Transfer of Capital Asset as a Result of Business Restructuring
Introduction
Transfers of capital assets under schemes like amalgamation, demerger, or business reorganisation are not considered “transfer” under Section 47 of the Income-tax Act, 1961, if specific conditions are met.
Key Transactions Exempt from Capital Gains
- Amalgamation
- Meaning of Amalgamation [Section 2(1B)]:
Amalgamation means the merger of one or more companies into another company, or the merger of two or more companies to form a new one, subject to:
- All properties and liabilities of the amalgamating company become those of the amalgamated company.
- At least 75% in value of shareholders of the amalgamating company become shareholders of the amalgamated company.
- The merger is not due to asset acquisition or distribution post-winding-up.
- Amalgamation with an Indian Company
- Transfer of Capital Assets [Section 47(vi)/(viaa)]
Transfer of capital assets by the amalgamating company to an Indian amalgamated company is not treated as transfer, including in the case of banking company mergers.
- Transfer of Shares by Shareholders [Section 47(vii)]
Transfer of shares by shareholders of the amalgamating company is exempt if:
- Consideration is in the form of shares in the Indian amalgamated company; and
- The amalgamated company is an Indian company.
- Amalgamation of Foreign Companies
- Transfer of Shares of Indian Company [Section 47(via)]
Transfer of shares in an Indian company by a foreign amalgamating company to another foreign company is not regarded as transfer if:
- The transfer occurs under a foreign amalgamation scheme,
- At least 25% of shareholders of the transferor remain shareholders in the transferee, and
- Capital gains are not taxable in the transferor’s country.
- Transfer of Shares of Foreign Company [Section 47(viab)]

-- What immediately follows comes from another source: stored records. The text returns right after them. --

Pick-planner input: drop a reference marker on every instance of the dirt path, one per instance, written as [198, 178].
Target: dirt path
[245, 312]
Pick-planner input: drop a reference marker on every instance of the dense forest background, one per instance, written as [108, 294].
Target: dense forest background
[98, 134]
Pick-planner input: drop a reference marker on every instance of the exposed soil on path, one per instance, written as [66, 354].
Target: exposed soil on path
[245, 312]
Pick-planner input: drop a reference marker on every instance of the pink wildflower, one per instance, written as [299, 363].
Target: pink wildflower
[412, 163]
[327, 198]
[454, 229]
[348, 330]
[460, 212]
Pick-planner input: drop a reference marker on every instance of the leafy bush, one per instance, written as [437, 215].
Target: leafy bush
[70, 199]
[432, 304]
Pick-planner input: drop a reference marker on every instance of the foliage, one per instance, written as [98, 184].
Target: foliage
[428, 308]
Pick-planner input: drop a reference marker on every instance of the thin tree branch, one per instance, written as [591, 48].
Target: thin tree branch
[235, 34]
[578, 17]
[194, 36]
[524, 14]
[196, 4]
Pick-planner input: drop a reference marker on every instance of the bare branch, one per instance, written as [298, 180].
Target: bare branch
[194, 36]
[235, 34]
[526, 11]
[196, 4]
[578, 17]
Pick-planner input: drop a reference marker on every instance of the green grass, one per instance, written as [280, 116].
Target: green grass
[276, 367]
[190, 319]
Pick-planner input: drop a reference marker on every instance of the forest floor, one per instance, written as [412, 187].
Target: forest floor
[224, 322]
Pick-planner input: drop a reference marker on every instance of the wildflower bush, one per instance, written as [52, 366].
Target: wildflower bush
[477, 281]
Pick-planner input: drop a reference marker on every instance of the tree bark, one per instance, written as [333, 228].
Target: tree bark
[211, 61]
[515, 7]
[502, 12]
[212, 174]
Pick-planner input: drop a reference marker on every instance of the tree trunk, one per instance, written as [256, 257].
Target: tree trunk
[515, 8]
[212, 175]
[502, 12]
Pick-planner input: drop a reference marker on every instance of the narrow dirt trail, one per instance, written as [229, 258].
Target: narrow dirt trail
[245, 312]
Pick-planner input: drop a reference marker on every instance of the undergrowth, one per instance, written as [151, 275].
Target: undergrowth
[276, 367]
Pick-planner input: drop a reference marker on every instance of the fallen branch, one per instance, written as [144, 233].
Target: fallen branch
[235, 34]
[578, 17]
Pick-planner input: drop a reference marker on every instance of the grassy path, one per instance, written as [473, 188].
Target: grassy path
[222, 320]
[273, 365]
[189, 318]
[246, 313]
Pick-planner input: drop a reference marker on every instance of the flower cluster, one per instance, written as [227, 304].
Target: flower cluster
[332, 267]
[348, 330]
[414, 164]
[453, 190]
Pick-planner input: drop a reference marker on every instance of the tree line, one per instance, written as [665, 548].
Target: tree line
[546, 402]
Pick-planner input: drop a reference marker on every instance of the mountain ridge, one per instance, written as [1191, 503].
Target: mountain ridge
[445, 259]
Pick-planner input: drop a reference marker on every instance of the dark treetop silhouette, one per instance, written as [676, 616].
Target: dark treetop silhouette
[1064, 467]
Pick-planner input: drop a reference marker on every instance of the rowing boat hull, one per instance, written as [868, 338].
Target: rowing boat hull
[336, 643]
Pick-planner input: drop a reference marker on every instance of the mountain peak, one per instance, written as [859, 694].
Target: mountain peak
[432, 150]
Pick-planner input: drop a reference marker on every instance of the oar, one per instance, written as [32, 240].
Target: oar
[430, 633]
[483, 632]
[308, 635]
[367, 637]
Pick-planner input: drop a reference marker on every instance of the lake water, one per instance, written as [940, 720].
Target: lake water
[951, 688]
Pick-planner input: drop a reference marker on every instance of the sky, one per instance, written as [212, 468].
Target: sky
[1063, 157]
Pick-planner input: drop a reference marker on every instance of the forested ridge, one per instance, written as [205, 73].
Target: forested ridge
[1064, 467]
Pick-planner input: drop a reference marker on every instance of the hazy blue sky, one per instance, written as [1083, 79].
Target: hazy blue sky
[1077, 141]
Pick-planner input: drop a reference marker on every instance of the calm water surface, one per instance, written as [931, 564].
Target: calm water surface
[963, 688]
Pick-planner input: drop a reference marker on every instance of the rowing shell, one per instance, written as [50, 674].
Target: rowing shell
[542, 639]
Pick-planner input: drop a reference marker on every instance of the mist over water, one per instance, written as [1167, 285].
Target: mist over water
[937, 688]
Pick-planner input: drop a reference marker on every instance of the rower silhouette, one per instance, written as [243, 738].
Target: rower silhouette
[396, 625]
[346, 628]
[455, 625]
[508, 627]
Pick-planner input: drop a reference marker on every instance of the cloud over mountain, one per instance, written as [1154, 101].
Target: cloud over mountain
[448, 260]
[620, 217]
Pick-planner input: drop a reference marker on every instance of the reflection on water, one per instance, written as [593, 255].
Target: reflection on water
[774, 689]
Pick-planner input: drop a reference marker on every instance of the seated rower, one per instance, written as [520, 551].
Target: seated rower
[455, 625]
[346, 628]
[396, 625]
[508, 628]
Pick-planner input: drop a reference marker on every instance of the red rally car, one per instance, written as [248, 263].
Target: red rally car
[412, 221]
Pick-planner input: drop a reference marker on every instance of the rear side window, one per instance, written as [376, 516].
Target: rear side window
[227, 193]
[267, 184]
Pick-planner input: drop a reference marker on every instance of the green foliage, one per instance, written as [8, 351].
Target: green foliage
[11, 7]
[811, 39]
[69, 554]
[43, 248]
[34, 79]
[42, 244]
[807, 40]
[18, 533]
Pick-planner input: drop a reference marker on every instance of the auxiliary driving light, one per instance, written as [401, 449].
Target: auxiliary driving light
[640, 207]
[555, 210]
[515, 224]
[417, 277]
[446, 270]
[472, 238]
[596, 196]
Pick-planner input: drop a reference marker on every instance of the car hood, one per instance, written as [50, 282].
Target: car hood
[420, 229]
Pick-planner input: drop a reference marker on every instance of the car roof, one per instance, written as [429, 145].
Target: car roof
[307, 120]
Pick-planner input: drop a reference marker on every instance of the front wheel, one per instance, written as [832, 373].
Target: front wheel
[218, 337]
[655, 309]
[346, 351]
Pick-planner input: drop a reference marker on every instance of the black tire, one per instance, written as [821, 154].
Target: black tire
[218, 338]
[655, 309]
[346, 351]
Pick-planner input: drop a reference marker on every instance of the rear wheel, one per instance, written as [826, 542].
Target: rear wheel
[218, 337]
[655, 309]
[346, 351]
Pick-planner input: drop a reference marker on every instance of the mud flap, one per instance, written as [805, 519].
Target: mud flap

Transfer of shares of a foreign company deriving value from an Indian company is not treated as transfer if:
- It occurs under an amalgamation between two foreign companies,
- At least 25% of shareholders of the transferor remain in the transferee, and
- Capital gains are not taxable in the transferor’s country.
- Demerger
- Definition: As per Section 2(19AA), a Demergerrefers to the transfer of an undertaking to a resulting company.
- Deemed Demergers:
- Splitting-up or reconstruction of any authority or a body.
- Splitting-up or reconstruction of a public sector company.
- Splitting-up or reconstruction of a company.
- Exempt Transfers:
- Capital assets transferred by a demerged company to an Indian resulting company (Section 47(vib)).
- Shares exchanged by shareholders of a demerged company for shares in the resulting company (Section 47(vid)).
- Transfers in the demerger of foreign companies, subject to conditions like shareholder continuity and tax exemptions (Sections 47(vic), 47(vicc)).
- Business Reorganization of Co-operative Banks
- Exempt Transfers:
- Capital assets transferred by a predecessor co-operative bank to a successor or converted banking company (Section 47(vica)).
- Shares transferred by shareholders in a co-operative bank for shares in a successor or converted banking company (Section 47(vicb)).
Conditions and Additional Provisions
- Conditions for Exemption:
- All properties and liabilities of the transferor must be transferred.
- Shareholders must receive shares in the transferee company.
- Shareholding or voting power continuity is required in many cases (e.g., 75% for foreign demergers).
- Other Provisions:
- Cost of Acquisition:The cost for the transferee is deemed to be the cost incurred by the transferor, including improvements.
- Holding Period:The transferee’s holding period includes the transferor’s holding period.